This was hard to write. I know you don't care about me as much as I care about you, but I can hope you won't throw this away without reading it.

I never wanted this life for you. When you left for Stanford, I was so proud. You stood up to Dad for something you believed in. You were strong, unlike me.

It broke my heart, taking you away from Stanford. I checked up on you every week, you know. I knew about Jess for months. Asking you to join me was the most selfish thing I ever done. And you paid for it by losing your girlfriend.

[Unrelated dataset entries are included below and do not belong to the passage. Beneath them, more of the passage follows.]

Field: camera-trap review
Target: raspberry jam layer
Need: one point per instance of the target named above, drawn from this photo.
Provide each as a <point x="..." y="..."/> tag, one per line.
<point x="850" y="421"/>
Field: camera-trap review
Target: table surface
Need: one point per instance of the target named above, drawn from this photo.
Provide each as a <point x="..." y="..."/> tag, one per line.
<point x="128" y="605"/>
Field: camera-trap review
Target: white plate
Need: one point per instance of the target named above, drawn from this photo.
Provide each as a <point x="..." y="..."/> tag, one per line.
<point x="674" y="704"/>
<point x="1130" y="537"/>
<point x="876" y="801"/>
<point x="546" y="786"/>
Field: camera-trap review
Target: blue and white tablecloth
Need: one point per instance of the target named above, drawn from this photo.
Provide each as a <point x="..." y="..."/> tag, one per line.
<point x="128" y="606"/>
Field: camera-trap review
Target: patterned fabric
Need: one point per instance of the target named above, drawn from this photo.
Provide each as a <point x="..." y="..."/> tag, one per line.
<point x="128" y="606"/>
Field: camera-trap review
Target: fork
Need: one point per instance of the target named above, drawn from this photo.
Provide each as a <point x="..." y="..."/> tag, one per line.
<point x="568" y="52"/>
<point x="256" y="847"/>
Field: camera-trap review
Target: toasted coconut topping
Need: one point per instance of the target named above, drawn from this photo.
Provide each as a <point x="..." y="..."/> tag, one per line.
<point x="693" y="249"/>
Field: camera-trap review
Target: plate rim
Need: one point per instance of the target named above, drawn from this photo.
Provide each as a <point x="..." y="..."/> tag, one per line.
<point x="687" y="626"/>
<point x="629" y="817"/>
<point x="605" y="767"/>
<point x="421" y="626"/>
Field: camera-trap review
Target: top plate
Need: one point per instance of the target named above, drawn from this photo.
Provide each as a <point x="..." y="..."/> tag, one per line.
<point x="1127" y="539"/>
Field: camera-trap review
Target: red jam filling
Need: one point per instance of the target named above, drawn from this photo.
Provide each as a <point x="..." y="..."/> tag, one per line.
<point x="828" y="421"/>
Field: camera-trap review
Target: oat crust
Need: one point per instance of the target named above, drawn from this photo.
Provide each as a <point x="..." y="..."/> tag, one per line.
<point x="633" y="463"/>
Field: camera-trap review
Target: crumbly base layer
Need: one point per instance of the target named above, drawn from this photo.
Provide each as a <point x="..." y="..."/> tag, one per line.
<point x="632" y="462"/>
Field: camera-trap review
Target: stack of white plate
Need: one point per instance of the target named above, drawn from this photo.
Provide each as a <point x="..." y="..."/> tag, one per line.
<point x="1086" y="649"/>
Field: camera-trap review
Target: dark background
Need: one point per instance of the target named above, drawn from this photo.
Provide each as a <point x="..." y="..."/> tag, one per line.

Ever since you were little, you've looked up to me. I was Batman, to you. I was your superhero. And what superhero doesn't sacrifice something, right?

I didn't regret going to Hell. I couldn't. Because even though I was down there, you were alive. You had a second chance.

I would do everything again. I would make the same decisions. Why? Because, you're Sammy. And it's my job to take care of you. _Look after Sammy. _You're my baby brother. I've done it since I was four years old. I changed your diapers, I let you eat my dinner, I done things for money that left me feeling dirty and unclean. For You. But I would repeat the process, over and over. Because you're Sam, and I'm Dean. I gotta look after you.

And if there's one thing I'm proud of, it's us. And I always will be.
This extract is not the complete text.